Le Capitaine Kuchiki se passa une main sur le visage. Il se dirigea vers la fenêtre et s’y appuya, muré dans un silence où la colère restait captive. La situation était plus grave qu’il ne le pensait. Renji avait réveillé, sans le vouloir, l’esprit de l’objet sacré et lui avait confié ses sentiments par les larmes et les mots. Il n’en fallait pas plus en magie pour lier deux destins ensemble, et ceci, de façon irrémédiable. Le noble comprit alors qu’il ne pourrait plus lui échapper désormais. Planté au milieu de la salle, le Lieutenant Abarai n’osait plus bouger. Il se sentait moins que rien.
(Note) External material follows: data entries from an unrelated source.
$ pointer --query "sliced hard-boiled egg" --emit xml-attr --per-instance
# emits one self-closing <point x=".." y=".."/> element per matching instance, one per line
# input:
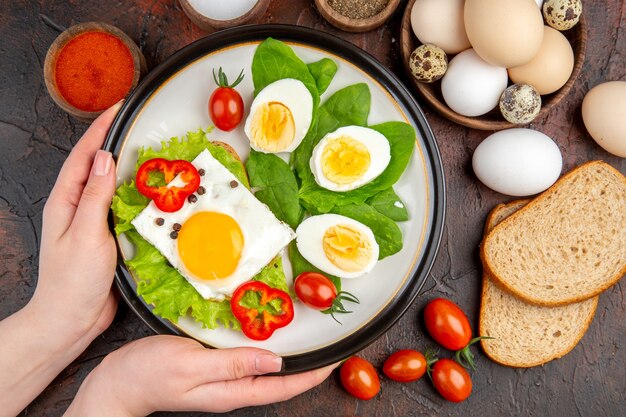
<point x="337" y="245"/>
<point x="349" y="158"/>
<point x="280" y="116"/>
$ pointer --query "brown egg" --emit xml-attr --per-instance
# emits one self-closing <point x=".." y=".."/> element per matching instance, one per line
<point x="604" y="114"/>
<point x="550" y="69"/>
<point x="504" y="33"/>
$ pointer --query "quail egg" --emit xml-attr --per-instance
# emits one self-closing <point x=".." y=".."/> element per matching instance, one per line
<point x="562" y="14"/>
<point x="428" y="63"/>
<point x="520" y="103"/>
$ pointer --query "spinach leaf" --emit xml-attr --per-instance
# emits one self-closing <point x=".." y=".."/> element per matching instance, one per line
<point x="300" y="265"/>
<point x="401" y="138"/>
<point x="323" y="71"/>
<point x="388" y="203"/>
<point x="387" y="233"/>
<point x="273" y="61"/>
<point x="277" y="186"/>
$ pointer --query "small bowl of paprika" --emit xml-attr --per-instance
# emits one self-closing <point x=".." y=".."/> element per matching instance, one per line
<point x="91" y="66"/>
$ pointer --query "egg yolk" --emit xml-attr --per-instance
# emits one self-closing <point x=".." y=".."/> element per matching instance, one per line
<point x="210" y="245"/>
<point x="347" y="248"/>
<point x="344" y="160"/>
<point x="273" y="128"/>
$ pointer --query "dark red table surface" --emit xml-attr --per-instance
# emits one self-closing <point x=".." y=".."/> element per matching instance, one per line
<point x="36" y="137"/>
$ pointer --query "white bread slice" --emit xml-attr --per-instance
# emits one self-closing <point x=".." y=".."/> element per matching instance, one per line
<point x="566" y="245"/>
<point x="527" y="335"/>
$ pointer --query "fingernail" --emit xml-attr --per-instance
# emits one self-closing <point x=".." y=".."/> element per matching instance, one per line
<point x="117" y="106"/>
<point x="102" y="163"/>
<point x="266" y="363"/>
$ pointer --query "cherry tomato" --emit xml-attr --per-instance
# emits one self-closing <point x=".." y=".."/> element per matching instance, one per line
<point x="359" y="378"/>
<point x="405" y="366"/>
<point x="226" y="104"/>
<point x="315" y="290"/>
<point x="451" y="380"/>
<point x="447" y="324"/>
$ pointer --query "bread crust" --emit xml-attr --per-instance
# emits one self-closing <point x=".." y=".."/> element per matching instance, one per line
<point x="492" y="221"/>
<point x="487" y="265"/>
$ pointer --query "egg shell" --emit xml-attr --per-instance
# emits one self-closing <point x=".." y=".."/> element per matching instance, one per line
<point x="428" y="63"/>
<point x="377" y="145"/>
<point x="504" y="33"/>
<point x="550" y="69"/>
<point x="309" y="240"/>
<point x="604" y="115"/>
<point x="562" y="14"/>
<point x="294" y="95"/>
<point x="471" y="86"/>
<point x="264" y="235"/>
<point x="520" y="103"/>
<point x="517" y="162"/>
<point x="440" y="22"/>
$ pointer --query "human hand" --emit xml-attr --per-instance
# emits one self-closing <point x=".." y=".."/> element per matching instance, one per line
<point x="77" y="257"/>
<point x="170" y="373"/>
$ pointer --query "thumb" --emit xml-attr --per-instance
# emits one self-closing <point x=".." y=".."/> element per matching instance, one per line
<point x="93" y="208"/>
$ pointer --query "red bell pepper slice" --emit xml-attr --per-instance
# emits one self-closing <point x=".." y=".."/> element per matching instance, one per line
<point x="168" y="199"/>
<point x="260" y="323"/>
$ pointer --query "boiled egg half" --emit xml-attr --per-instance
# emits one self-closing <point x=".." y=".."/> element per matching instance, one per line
<point x="337" y="245"/>
<point x="349" y="157"/>
<point x="223" y="239"/>
<point x="280" y="116"/>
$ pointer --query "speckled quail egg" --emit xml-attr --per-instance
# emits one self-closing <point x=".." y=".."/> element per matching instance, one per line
<point x="428" y="63"/>
<point x="520" y="103"/>
<point x="562" y="14"/>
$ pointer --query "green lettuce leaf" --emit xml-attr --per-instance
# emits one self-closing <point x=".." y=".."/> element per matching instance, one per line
<point x="276" y="186"/>
<point x="388" y="203"/>
<point x="323" y="71"/>
<point x="387" y="233"/>
<point x="158" y="283"/>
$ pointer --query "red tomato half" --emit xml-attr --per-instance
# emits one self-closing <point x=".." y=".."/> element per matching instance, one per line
<point x="447" y="324"/>
<point x="451" y="380"/>
<point x="315" y="290"/>
<point x="226" y="108"/>
<point x="359" y="378"/>
<point x="405" y="366"/>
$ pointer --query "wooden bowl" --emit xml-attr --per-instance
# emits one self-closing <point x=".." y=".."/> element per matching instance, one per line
<point x="50" y="64"/>
<point x="493" y="120"/>
<point x="207" y="24"/>
<point x="355" y="25"/>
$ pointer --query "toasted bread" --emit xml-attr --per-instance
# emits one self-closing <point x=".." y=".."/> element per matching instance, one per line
<point x="566" y="245"/>
<point x="526" y="335"/>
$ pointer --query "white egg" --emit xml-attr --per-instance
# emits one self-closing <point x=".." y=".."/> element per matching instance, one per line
<point x="226" y="237"/>
<point x="349" y="157"/>
<point x="337" y="245"/>
<point x="280" y="116"/>
<point x="517" y="162"/>
<point x="471" y="86"/>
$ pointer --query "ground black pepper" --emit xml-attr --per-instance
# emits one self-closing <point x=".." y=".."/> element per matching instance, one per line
<point x="358" y="9"/>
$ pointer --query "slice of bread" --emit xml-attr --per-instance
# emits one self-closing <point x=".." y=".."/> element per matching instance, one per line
<point x="527" y="335"/>
<point x="566" y="245"/>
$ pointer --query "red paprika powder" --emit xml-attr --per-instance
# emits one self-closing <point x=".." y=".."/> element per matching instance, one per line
<point x="94" y="71"/>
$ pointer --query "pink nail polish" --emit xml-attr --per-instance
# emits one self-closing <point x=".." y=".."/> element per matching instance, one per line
<point x="102" y="163"/>
<point x="266" y="363"/>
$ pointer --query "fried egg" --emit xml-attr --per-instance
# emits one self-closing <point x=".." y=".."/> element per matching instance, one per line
<point x="349" y="158"/>
<point x="223" y="239"/>
<point x="280" y="116"/>
<point x="337" y="245"/>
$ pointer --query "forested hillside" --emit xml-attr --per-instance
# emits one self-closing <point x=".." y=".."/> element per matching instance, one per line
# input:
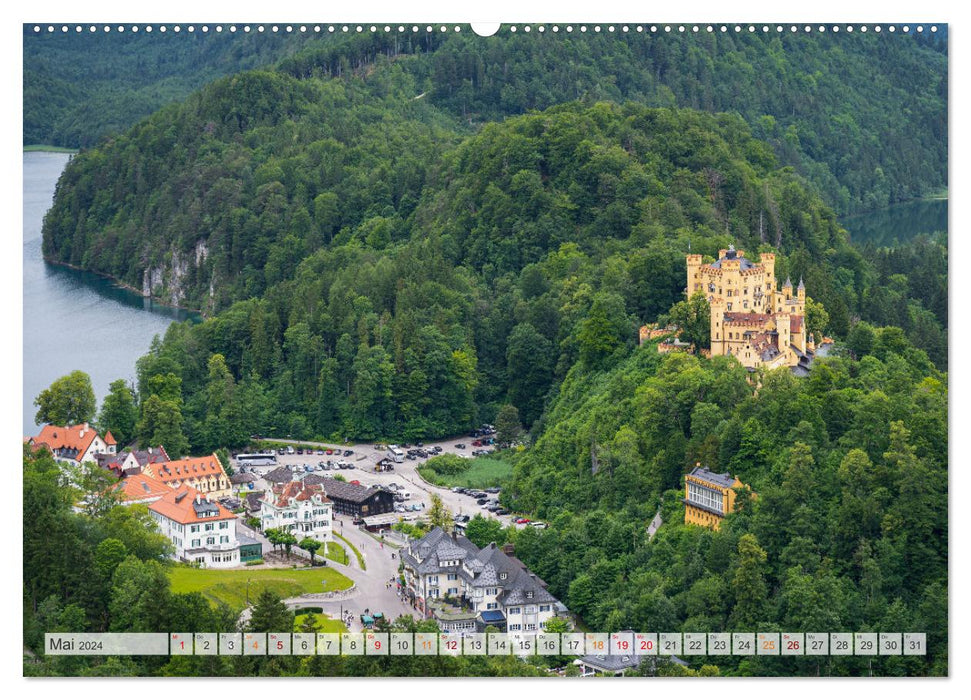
<point x="863" y="117"/>
<point x="532" y="246"/>
<point x="81" y="87"/>
<point x="847" y="531"/>
<point x="398" y="237"/>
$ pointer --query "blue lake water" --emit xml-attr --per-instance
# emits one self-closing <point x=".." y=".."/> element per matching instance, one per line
<point x="75" y="320"/>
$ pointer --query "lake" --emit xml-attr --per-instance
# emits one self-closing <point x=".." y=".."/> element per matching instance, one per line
<point x="897" y="224"/>
<point x="72" y="319"/>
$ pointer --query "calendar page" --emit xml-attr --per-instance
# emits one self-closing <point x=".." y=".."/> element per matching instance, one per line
<point x="516" y="349"/>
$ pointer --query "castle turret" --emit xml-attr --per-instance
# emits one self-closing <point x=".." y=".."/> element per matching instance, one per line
<point x="694" y="279"/>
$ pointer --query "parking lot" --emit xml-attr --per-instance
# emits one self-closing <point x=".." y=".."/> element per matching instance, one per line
<point x="404" y="475"/>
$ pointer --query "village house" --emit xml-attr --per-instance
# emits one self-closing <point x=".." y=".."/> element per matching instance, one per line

Quoi qu’il fasse, cela tournait toujours à la catastrophe. Et voir son capitaine atterré lui donnait envie de mourir sur place.

 

-     Qu’est-ce que j’ai fait encore Taicho ?

 

-     De la magie Renji, ni plus ni moins …répondit froidement Byakuya, dont le regard se perdait dans le bleu du ciel.

 

-      Il y a forcément un moyen de revenir en arrière…

 

-      Non. Il n’existe aucun moyen de défaire ce que tu as fait. Si l’objet avait eu la clairvoyance de nous unir de lui-même, j’aurais pu défaire le sort. Mais tu l’as invoqué par tes larmes et tes mots. Le mettre sous ton oreiller aura achevé le processus magique. Je ne peux plus rien faire à présent.

 

-      Mais que va-t-il se passer ?

 

-     Je n’en sais rien Renji, soupira le noble en baissant les yeux. Je n’en sais absolument rien… J’ai eu tort de te le confier sans t’informer préalablement de son pouvoir. Seulement, je ne pensais pas que tu aurais cette facilité de communication avec lui. On      peut dire que j’ai commis une belle erreur…Oui, une faute remarquable de naïveté. Il faudra en assumer les conséquences.

 

-       Ah non ! Si jamais cela vient à se savoir, ce n’est pas à vous d’en porter les conséquences ! C’est à moi !

 

-       Cà suffit comme çà ! s’énerva le Capitaine Kuchiki. Es-tu le gardien de cet objet ?

 

Renji baissa la tête et serra des poings. Byakuya se rapprocha alors de lui et effleura sa joue de ses longs doigts fins, avant de se reprendre.

 

-      Non, il était de mon devoir d’y veiller et de mon devoir seul. Tu ne seras pas inquiété, fit-il en tournant les talons.

 

-      Mais je ne veux pas qu’il vous arrive quoi que ce soit, moi !

 

         -     Très bien. Alors commençons par rejoindre les autres avant qu’ils ne se demandent ce que nous fabriquons. Et séparément s’il         te plait.

 

Le cœur lourd, le noble Capitaine laissa son Lieutenant dans la grande salle, seul avec ses remords, et décida d’être attentif à tout ce qui se dirait à la fête autour de lui. Si jamais quelqu’un parlait de la statuette, il saurait le faire taire.